Orbital phase-driven biases in Galactic mass constraints from stellar streams

TL;DR

This study investigates how the orbital phase of stellar streams affects the accuracy of Galactic mass estimates, revealing phase-dependent biases and proposing methods to improve constraints using simulated galaxy data.

Contribution

It demonstrates that stream orbital phase influences mass constraint biases and shows that combining multiple streams and using a Stäckel model can improve accuracy in galaxy mass estimates.

Findings

Intermediate phase streams yield the most accurate constraints.

Pericentre streams can cause significant biases.

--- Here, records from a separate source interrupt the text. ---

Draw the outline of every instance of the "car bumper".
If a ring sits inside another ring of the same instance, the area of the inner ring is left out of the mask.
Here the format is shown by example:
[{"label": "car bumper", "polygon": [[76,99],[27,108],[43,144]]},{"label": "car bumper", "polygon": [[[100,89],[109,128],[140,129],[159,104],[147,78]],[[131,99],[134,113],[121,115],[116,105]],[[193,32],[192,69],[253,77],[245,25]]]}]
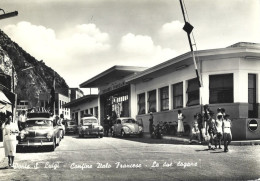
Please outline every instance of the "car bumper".
[{"label": "car bumper", "polygon": [[103,131],[100,130],[84,130],[80,132],[81,135],[88,136],[88,135],[103,135]]},{"label": "car bumper", "polygon": [[140,135],[143,134],[143,132],[125,132],[126,135]]},{"label": "car bumper", "polygon": [[43,138],[43,139],[30,139],[30,140],[21,140],[18,142],[17,144],[18,146],[51,146],[53,145],[53,139],[47,139],[47,138]]}]

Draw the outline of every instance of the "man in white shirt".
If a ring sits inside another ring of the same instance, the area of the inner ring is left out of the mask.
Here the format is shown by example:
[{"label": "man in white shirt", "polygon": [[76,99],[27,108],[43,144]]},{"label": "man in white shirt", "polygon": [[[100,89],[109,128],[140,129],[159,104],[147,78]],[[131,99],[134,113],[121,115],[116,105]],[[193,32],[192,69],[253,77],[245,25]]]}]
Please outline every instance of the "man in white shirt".
[{"label": "man in white shirt", "polygon": [[20,131],[25,128],[25,121],[26,121],[25,111],[22,111],[22,114],[18,118],[19,130]]},{"label": "man in white shirt", "polygon": [[224,152],[228,152],[228,145],[230,144],[232,140],[232,134],[231,134],[231,120],[229,119],[229,115],[224,115],[223,119],[223,134],[224,134]]}]

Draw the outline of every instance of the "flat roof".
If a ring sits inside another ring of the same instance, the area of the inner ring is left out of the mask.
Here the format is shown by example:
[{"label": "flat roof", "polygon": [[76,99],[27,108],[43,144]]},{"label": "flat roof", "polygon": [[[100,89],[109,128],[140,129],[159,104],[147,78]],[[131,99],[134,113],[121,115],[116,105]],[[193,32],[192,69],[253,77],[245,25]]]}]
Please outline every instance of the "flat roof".
[{"label": "flat roof", "polygon": [[64,108],[71,108],[71,107],[74,107],[74,106],[78,106],[80,104],[83,104],[85,102],[88,102],[88,101],[92,101],[94,99],[97,99],[98,98],[98,95],[97,94],[89,94],[89,95],[85,95],[83,97],[80,97],[78,99],[74,99],[73,101],[70,101],[68,102],[67,104],[64,104],[63,107]]},{"label": "flat roof", "polygon": [[92,77],[91,79],[80,84],[80,88],[92,88],[108,85],[111,82],[125,78],[131,74],[141,72],[147,69],[147,67],[137,67],[137,66],[120,66],[115,65],[104,72]]},{"label": "flat roof", "polygon": [[[249,54],[259,56],[259,53],[260,44],[249,42],[238,42],[226,48],[194,51],[196,61],[205,59],[210,60],[212,57],[214,59],[214,56],[218,56],[219,58],[227,56],[232,57],[234,54],[241,57],[247,56]],[[184,53],[161,64],[148,68],[142,72],[133,74],[132,76],[126,78],[126,83],[134,83],[138,81],[146,82],[158,76],[167,74],[169,72],[178,71],[188,66],[194,66],[191,52]]]}]

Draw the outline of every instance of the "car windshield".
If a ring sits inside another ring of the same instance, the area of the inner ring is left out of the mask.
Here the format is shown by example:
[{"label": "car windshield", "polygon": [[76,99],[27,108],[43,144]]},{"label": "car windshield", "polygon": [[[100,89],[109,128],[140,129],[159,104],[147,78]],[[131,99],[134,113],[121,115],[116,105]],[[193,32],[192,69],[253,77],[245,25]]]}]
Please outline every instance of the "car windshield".
[{"label": "car windshield", "polygon": [[136,123],[134,119],[123,119],[123,123]]},{"label": "car windshield", "polygon": [[75,125],[75,122],[68,122],[68,125]]},{"label": "car windshield", "polygon": [[86,125],[86,124],[89,124],[89,123],[97,123],[97,120],[96,119],[83,119],[82,120],[83,125]]},{"label": "car windshield", "polygon": [[26,121],[26,126],[27,127],[32,127],[32,126],[52,126],[52,121],[51,120],[28,120]]}]

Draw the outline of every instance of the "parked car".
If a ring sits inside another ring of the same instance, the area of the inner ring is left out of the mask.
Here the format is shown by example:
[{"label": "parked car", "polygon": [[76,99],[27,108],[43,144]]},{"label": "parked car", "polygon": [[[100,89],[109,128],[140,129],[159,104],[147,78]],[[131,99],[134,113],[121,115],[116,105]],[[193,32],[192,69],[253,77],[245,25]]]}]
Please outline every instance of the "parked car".
[{"label": "parked car", "polygon": [[99,124],[96,117],[86,116],[80,120],[78,133],[80,138],[84,136],[96,136],[102,138],[104,135],[104,129],[103,126]]},{"label": "parked car", "polygon": [[126,137],[129,135],[143,136],[142,120],[136,121],[131,117],[117,118],[112,126],[112,136]]},{"label": "parked car", "polygon": [[66,121],[66,123],[65,123],[65,130],[66,130],[66,133],[74,133],[74,134],[76,134],[77,130],[78,130],[76,122],[72,121],[72,120]]},{"label": "parked car", "polygon": [[25,128],[18,136],[18,147],[49,147],[60,144],[60,129],[49,113],[28,113]]}]

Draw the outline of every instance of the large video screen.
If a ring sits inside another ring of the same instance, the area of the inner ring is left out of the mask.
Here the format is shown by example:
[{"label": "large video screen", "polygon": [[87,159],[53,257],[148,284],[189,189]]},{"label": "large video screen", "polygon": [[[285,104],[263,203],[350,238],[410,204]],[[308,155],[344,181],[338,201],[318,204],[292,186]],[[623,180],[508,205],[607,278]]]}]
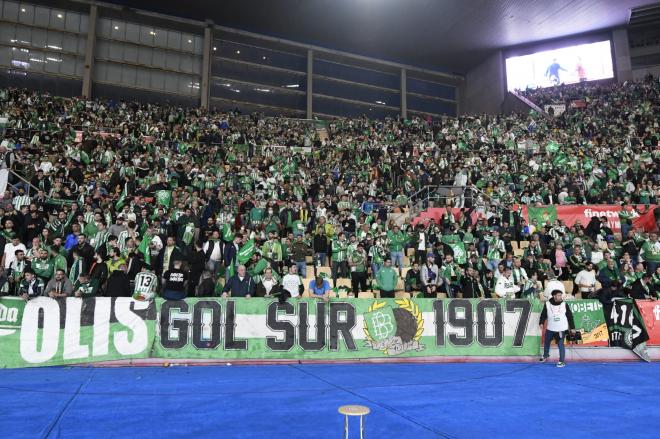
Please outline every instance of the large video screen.
[{"label": "large video screen", "polygon": [[614,69],[609,41],[544,50],[506,60],[509,91],[612,77]]}]

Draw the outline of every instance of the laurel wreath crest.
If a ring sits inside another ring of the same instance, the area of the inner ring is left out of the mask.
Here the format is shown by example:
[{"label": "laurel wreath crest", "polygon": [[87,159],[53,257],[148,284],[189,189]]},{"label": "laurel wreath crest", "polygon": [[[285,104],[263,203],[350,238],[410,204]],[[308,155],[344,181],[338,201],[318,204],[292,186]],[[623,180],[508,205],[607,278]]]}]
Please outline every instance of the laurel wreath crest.
[{"label": "laurel wreath crest", "polygon": [[[397,299],[394,302],[397,305],[399,305],[399,308],[405,309],[415,318],[415,321],[417,322],[417,331],[415,332],[415,336],[413,337],[413,340],[419,341],[419,339],[422,337],[422,333],[424,332],[424,319],[422,318],[422,313],[419,310],[419,305],[417,305],[415,302],[413,302],[410,299]],[[368,312],[376,311],[381,309],[385,305],[387,305],[387,302],[379,302],[378,300],[375,300],[367,311]],[[369,328],[367,328],[366,319],[364,320],[364,335],[367,337],[367,340],[369,340],[372,343],[374,342],[374,339],[371,337],[371,334],[369,334]]]}]

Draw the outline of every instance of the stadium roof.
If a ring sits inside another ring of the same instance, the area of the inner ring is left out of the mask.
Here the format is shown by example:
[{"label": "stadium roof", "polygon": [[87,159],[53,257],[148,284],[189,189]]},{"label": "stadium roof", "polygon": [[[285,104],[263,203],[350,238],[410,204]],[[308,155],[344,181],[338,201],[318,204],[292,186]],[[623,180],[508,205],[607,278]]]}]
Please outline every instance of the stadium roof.
[{"label": "stadium roof", "polygon": [[650,0],[106,0],[465,73],[494,50],[626,25]]}]

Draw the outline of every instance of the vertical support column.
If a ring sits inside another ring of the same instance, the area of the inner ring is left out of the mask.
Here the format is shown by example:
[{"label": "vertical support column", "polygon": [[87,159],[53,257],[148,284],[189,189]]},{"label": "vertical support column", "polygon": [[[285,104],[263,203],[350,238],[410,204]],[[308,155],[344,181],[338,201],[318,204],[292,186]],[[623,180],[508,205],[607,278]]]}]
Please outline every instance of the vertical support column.
[{"label": "vertical support column", "polygon": [[616,66],[617,81],[622,83],[632,80],[628,30],[626,28],[614,29],[612,31],[612,44],[614,45],[614,65]]},{"label": "vertical support column", "polygon": [[204,49],[202,52],[202,86],[201,107],[209,108],[209,78],[211,76],[211,46],[213,46],[213,28],[204,28]]},{"label": "vertical support column", "polygon": [[408,118],[408,79],[406,69],[401,69],[401,118]]},{"label": "vertical support column", "polygon": [[92,97],[92,77],[94,74],[94,51],[96,50],[96,21],[99,8],[95,4],[89,6],[89,25],[87,27],[87,45],[85,46],[85,69],[82,78],[82,96]]},{"label": "vertical support column", "polygon": [[463,82],[461,85],[457,85],[454,89],[456,90],[456,94],[454,95],[454,99],[456,100],[456,116],[461,115],[461,99],[463,99],[463,91],[462,88],[465,87],[465,83]]},{"label": "vertical support column", "polygon": [[312,109],[312,96],[314,91],[312,90],[312,84],[314,83],[314,51],[312,49],[307,49],[307,119],[314,118],[314,112]]}]

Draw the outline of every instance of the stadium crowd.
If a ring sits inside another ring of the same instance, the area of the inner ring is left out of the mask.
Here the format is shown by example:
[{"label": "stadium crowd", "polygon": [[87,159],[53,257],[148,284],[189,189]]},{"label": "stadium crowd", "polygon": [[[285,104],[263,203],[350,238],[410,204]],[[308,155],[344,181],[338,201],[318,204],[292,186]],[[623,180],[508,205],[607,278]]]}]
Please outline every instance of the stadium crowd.
[{"label": "stadium crowd", "polygon": [[[0,90],[0,291],[547,298],[572,281],[569,297],[656,297],[657,233],[528,225],[515,206],[657,204],[660,83],[526,94],[584,105],[321,124]],[[429,185],[462,214],[413,227]]]}]

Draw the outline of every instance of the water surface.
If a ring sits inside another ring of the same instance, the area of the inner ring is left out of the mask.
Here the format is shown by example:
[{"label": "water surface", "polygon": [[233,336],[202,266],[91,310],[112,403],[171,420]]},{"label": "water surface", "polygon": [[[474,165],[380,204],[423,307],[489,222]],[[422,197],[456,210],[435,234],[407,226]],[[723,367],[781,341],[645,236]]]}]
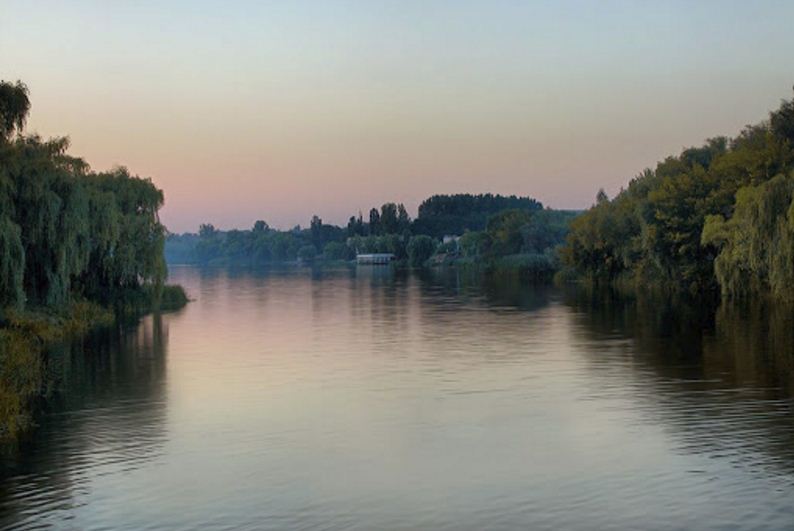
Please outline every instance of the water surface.
[{"label": "water surface", "polygon": [[454,272],[175,268],[53,353],[0,526],[791,529],[794,326]]}]

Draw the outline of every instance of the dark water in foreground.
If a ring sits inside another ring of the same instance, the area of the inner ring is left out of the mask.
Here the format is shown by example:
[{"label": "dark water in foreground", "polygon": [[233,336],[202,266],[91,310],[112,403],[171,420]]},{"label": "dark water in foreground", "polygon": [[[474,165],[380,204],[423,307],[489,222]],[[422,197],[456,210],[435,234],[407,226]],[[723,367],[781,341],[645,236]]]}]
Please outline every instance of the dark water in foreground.
[{"label": "dark water in foreground", "polygon": [[197,300],[56,352],[0,527],[792,529],[782,309],[178,268]]}]

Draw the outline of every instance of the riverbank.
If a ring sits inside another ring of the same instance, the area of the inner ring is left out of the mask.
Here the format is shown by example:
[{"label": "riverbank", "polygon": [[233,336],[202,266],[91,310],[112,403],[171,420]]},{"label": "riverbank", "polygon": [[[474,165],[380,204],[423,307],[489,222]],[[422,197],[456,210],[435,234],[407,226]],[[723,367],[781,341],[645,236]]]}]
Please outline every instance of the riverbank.
[{"label": "riverbank", "polygon": [[174,311],[187,303],[181,286],[165,286],[157,297],[145,290],[112,306],[80,300],[57,309],[0,310],[0,441],[33,426],[33,405],[46,395],[48,348],[121,319]]}]

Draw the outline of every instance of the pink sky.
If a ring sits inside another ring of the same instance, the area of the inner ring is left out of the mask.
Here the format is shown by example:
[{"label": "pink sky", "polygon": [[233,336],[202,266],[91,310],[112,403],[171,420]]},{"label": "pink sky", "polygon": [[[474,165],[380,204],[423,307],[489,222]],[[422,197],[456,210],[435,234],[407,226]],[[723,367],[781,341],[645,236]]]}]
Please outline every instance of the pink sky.
[{"label": "pink sky", "polygon": [[0,77],[29,131],[151,177],[174,231],[434,193],[583,208],[790,96],[791,7],[706,4],[3,1]]}]

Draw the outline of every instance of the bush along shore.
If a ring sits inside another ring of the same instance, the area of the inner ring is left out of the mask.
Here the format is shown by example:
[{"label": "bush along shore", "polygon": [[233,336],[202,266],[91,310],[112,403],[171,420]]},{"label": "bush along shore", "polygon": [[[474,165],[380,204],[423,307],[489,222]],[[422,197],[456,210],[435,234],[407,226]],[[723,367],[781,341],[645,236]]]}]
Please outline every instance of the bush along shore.
[{"label": "bush along shore", "polygon": [[82,301],[58,309],[6,309],[0,319],[0,440],[7,440],[32,424],[33,402],[46,386],[46,349],[112,324],[114,314]]},{"label": "bush along shore", "polygon": [[162,191],[25,135],[29,111],[27,87],[0,81],[0,438],[30,425],[48,346],[187,302],[165,284]]}]

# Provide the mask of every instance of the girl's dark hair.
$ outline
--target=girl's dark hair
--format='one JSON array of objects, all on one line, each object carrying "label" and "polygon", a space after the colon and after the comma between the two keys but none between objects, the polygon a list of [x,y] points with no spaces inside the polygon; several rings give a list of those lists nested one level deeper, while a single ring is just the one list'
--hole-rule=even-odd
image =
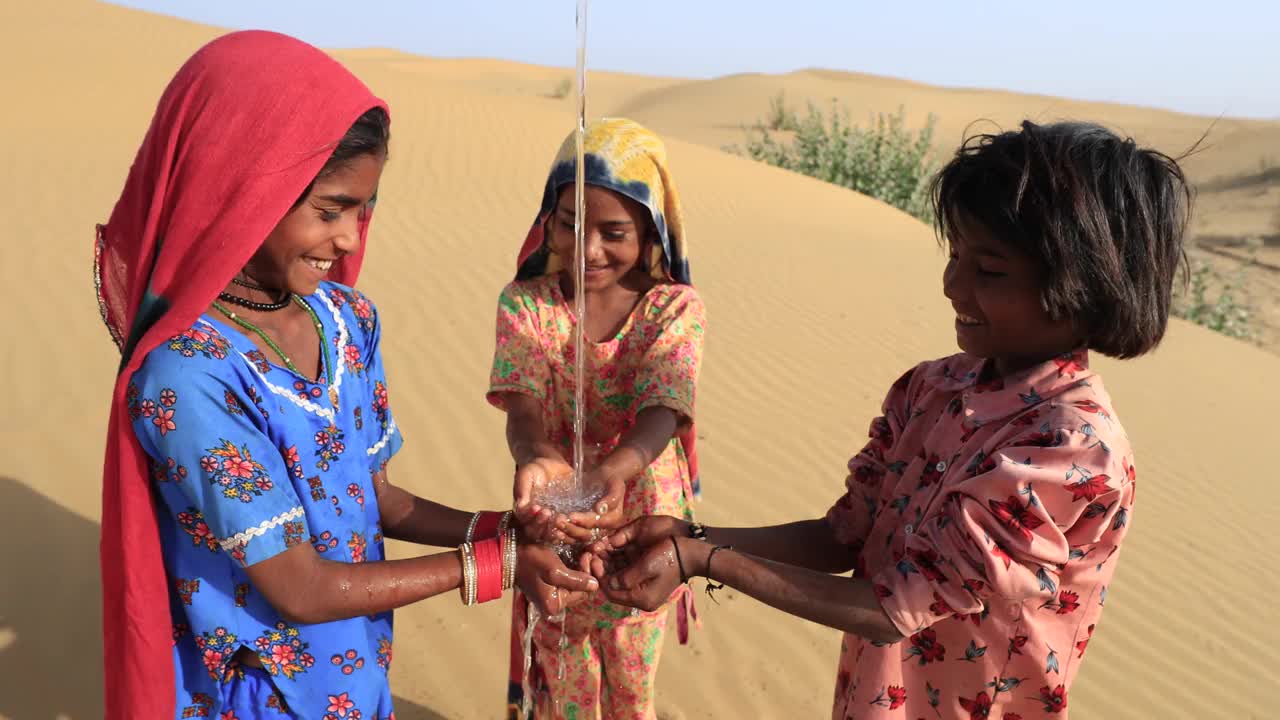
[{"label": "girl's dark hair", "polygon": [[1100,125],[1024,121],[967,139],[932,196],[939,242],[965,216],[1031,256],[1045,310],[1091,349],[1132,358],[1164,337],[1193,200],[1173,158]]},{"label": "girl's dark hair", "polygon": [[[316,178],[322,178],[330,173],[347,166],[352,160],[362,155],[386,155],[387,146],[391,142],[391,123],[387,113],[380,107],[369,108],[361,115],[355,123],[347,130],[347,134],[342,136],[338,144],[333,149],[333,154],[325,161],[324,167],[320,168],[320,172],[316,173]],[[297,207],[307,196],[311,194],[311,188],[316,184],[313,179],[307,189],[302,191],[302,195],[298,196],[294,207]]]}]

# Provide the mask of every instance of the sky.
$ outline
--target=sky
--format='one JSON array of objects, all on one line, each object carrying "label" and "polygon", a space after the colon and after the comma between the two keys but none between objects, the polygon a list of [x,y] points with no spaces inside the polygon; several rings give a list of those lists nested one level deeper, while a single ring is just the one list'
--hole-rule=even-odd
[{"label": "sky", "polygon": [[[574,64],[576,0],[123,0],[326,48]],[[643,9],[643,14],[637,12]],[[595,70],[829,68],[1205,115],[1280,118],[1273,0],[595,0]]]}]

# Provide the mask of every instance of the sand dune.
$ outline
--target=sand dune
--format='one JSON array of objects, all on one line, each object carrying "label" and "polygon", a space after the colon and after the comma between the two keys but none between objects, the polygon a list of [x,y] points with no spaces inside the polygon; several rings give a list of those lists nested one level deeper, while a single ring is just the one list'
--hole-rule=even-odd
[{"label": "sand dune", "polygon": [[[6,4],[11,75],[0,160],[0,717],[92,718],[101,690],[96,586],[99,468],[114,351],[89,276],[93,223],[111,203],[164,83],[218,30],[84,0]],[[399,423],[392,472],[463,507],[509,491],[501,416],[483,402],[492,313],[570,125],[543,97],[564,70],[339,53],[395,110],[362,286],[383,312]],[[610,85],[614,83],[614,85]],[[845,87],[847,86],[847,87]],[[806,72],[687,82],[601,74],[601,113],[667,133],[684,191],[696,278],[711,315],[699,428],[713,523],[817,516],[888,383],[951,350],[930,231],[874,200],[720,152],[777,89],[838,94],[855,112],[934,110],[944,136],[967,118],[1078,114],[1167,142],[1203,118],[1010,93],[940,90]],[[842,89],[843,88],[843,89]],[[945,103],[944,103],[945,100]],[[944,112],[946,111],[946,112]],[[1248,170],[1227,138],[1221,172]],[[1160,134],[1163,133],[1163,134]],[[1209,156],[1206,154],[1206,163]],[[1256,160],[1255,160],[1256,162]],[[1167,344],[1103,362],[1139,453],[1143,498],[1110,610],[1072,706],[1080,718],[1263,718],[1273,713],[1280,492],[1260,429],[1280,403],[1280,358],[1175,322]],[[803,428],[779,432],[779,428]],[[1263,528],[1261,532],[1257,528]],[[393,552],[410,552],[396,546]],[[838,637],[745,598],[703,603],[706,630],[668,648],[667,718],[812,718],[830,708]],[[505,606],[453,597],[397,614],[399,717],[495,717]]]}]

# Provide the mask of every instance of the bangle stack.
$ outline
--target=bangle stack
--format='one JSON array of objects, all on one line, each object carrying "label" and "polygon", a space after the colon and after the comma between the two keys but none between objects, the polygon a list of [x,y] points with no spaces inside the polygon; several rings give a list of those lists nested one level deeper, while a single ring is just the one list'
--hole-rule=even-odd
[{"label": "bangle stack", "polygon": [[462,604],[467,607],[502,597],[515,585],[516,533],[511,513],[478,512],[458,546],[462,562]]}]

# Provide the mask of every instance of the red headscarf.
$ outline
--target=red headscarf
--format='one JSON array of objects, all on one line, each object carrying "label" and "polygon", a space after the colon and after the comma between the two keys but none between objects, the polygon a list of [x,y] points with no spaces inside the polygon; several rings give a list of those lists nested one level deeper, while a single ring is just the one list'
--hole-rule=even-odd
[{"label": "red headscarf", "polygon": [[[172,717],[173,628],[147,460],[125,402],[147,353],[204,312],[289,212],[351,125],[387,106],[320,50],[248,31],[205,45],[165,89],[94,247],[121,347],[102,488],[107,720]],[[367,218],[367,214],[366,214]],[[353,284],[360,248],[330,277]]]}]

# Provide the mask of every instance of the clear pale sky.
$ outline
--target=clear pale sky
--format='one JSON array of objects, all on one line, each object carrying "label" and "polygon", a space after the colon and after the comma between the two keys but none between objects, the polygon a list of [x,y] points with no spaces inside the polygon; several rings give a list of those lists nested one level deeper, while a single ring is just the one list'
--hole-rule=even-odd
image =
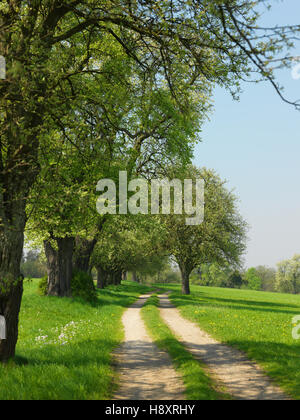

Using a two-component Stäckel model recovers the true galaxy rotation curve within 12%.

Abstract

One of the most promising tracers of the Galactic potential in the halo region are stellar streams. However, individual stream fits can be limited by systematic biases. To study these individual stream systematics, we fit streams in Milky Way-like galaxies from FIRE cosmological galaxy formation simulations with an analytic gravitational potential by maximizing the clustering of stream stars in action space. We show that for coherent streams the quality of the constraints depends on the orbital phase of the observed stream stars, despite the fact that the phase information is discarded in action-clustering methods. Streams on intermediate phases give the most accurate results, whereas pericentre streams can be highly biased. This behaviour is tied to the amount of correlation present between positions and momenta in each stream's data: weak correlation in pericentre streams prohibits efficient differentiation between potentials, while strong correlation in intermediate streams promotes it. Although simultaneous fitting of multiple streams is generally prescribed as the remedy to combat individual stream biases, we find that combining multiple pericentric streams is not enough to yield a bias-free result. We finally show that adopting the two-component St\"ackel model does not fundamentally induce a biased mass estimate. With our full data set of two multi-wrap streams, we recovered the true rotation curve of the simulated galaxy within $12\%$ over the entire range of radii covered by our set of stars (10 - 176 kpc) and within $6.5\%$ between the 5 and 95-percentile distance range (23 - 109 kpc).